Alum is nothing but aluminum hydroxide or potassium aluminum sulphate. It acts as adjuvant by increasing the availability of antigen by the process of precipitation. Freund’s incomplete adjuvant is nothing but antigen with water in mineral oil emulsion and manidemonooleate. It is referred as incomplete adjuvant but it mainly activates humoral immunity.
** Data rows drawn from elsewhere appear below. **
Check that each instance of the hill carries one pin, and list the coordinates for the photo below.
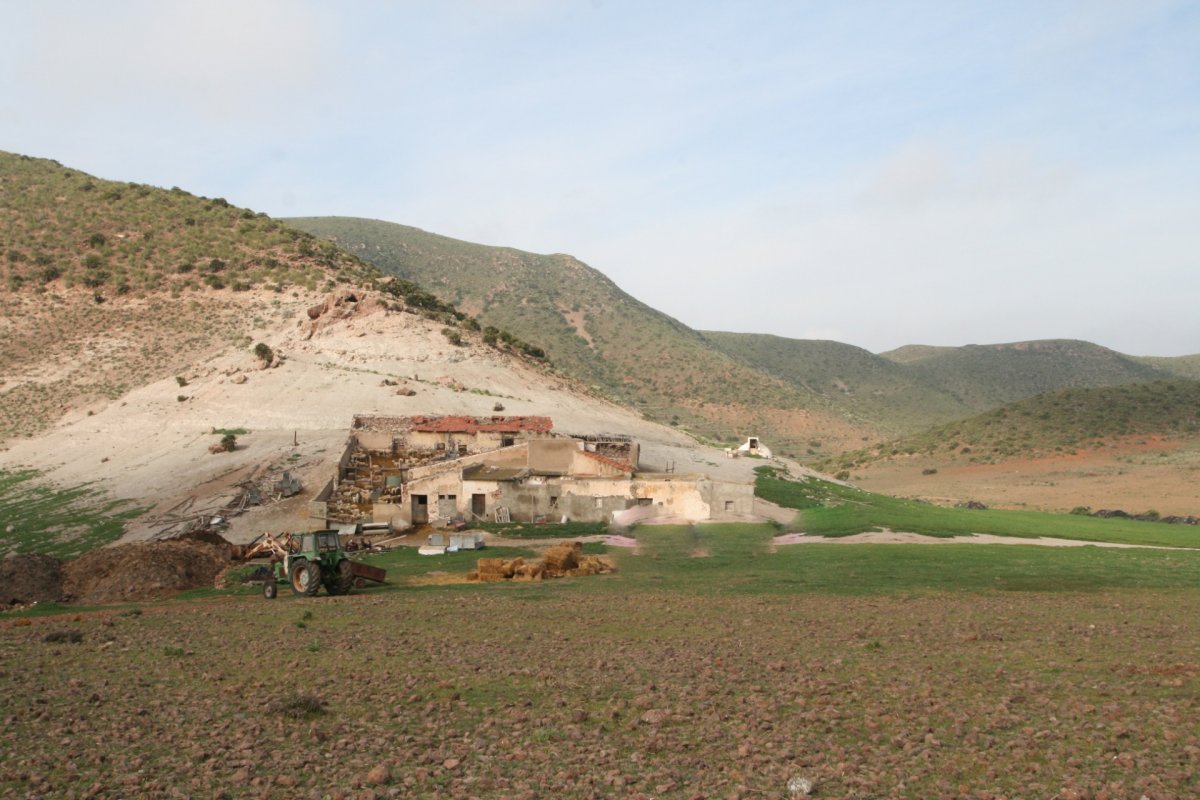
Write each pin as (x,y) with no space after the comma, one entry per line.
(1065,420)
(594,331)
(987,376)
(111,286)
(1182,366)
(1134,446)
(141,325)
(847,377)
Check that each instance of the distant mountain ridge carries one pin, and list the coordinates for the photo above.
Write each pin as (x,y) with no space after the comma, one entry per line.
(1051,423)
(599,334)
(916,386)
(720,384)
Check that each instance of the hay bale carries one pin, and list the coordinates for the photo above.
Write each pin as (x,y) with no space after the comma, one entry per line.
(561,558)
(490,566)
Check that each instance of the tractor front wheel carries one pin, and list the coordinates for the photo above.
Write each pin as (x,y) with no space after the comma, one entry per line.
(305,577)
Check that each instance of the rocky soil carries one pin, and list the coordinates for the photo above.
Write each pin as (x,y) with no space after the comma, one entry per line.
(587,690)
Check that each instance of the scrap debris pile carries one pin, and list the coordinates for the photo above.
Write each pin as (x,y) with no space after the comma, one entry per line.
(185,519)
(561,560)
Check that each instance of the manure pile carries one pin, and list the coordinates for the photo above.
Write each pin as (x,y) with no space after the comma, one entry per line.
(143,571)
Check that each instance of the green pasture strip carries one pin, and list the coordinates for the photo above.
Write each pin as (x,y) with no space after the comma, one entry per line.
(829,509)
(64,522)
(741,565)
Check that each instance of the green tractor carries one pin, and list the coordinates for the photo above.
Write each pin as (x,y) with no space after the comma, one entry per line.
(315,559)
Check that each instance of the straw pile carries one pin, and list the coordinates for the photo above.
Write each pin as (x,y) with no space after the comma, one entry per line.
(556,563)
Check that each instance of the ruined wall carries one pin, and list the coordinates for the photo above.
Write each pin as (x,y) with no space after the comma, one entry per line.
(375,440)
(515,456)
(727,499)
(583,463)
(552,455)
(435,488)
(557,498)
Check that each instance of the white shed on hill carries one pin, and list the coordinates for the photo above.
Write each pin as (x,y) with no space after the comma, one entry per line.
(753,446)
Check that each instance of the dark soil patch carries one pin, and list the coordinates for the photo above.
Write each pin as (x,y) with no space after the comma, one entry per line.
(30,578)
(142,571)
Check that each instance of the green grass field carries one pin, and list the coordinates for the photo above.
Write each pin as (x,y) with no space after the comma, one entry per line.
(64,522)
(829,509)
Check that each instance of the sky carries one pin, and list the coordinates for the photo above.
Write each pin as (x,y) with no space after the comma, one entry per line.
(875,173)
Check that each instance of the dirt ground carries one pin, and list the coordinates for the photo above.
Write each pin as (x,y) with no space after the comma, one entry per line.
(579,692)
(1134,476)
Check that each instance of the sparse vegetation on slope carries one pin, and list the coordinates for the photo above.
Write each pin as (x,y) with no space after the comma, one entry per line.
(870,386)
(592,330)
(988,376)
(106,287)
(64,228)
(1055,422)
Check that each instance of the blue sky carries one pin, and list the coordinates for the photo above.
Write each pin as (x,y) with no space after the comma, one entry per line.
(876,173)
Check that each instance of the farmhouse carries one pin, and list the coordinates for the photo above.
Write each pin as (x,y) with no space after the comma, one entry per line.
(441,469)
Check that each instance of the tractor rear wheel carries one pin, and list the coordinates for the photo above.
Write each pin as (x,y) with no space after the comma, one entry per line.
(305,577)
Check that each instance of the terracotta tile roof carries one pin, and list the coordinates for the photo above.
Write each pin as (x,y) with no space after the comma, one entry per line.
(610,462)
(481,423)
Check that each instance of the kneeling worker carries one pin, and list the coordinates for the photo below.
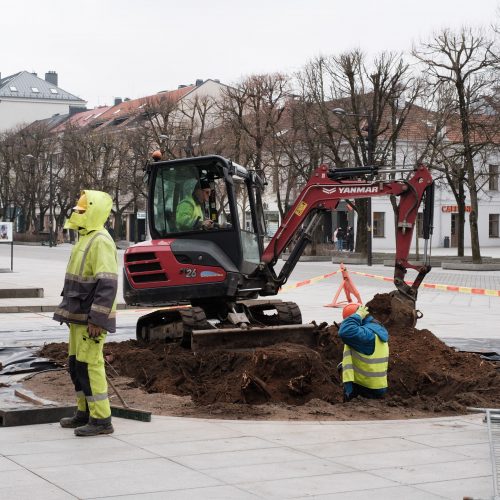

Freund’s complete adjuvant is nothing but antigen in aqueous solution in mineral oil with muramic dipepetides of mycobacteria and it is referred as complete because it activates cell mediated and humoral immunity and this adjuvant have all the above four mentioned properties. Activated macrophages are more phagocytic than unactivated macrophages and express higher levels of class II MHC molecules and the membrane molecules of the B7 family. The increased expression of class II MHC increases the ability of the antigen-presenting cell to present antigen to TH cells. B7 molecules on the antigenpresenting cell bind to CD28, a cell-surface protein on TH cells, triggering co-stimulation, an enhancement of the T cell immune response. Thus, antigen presentation and the requisite co-stimulatory signal usually are increased in the presence of adjuvant. Antigen along with quil-A oil and viral proteins known as immunostimulatory complex (ISCOMs). It increase antigen ability and induce proliferation of T cells.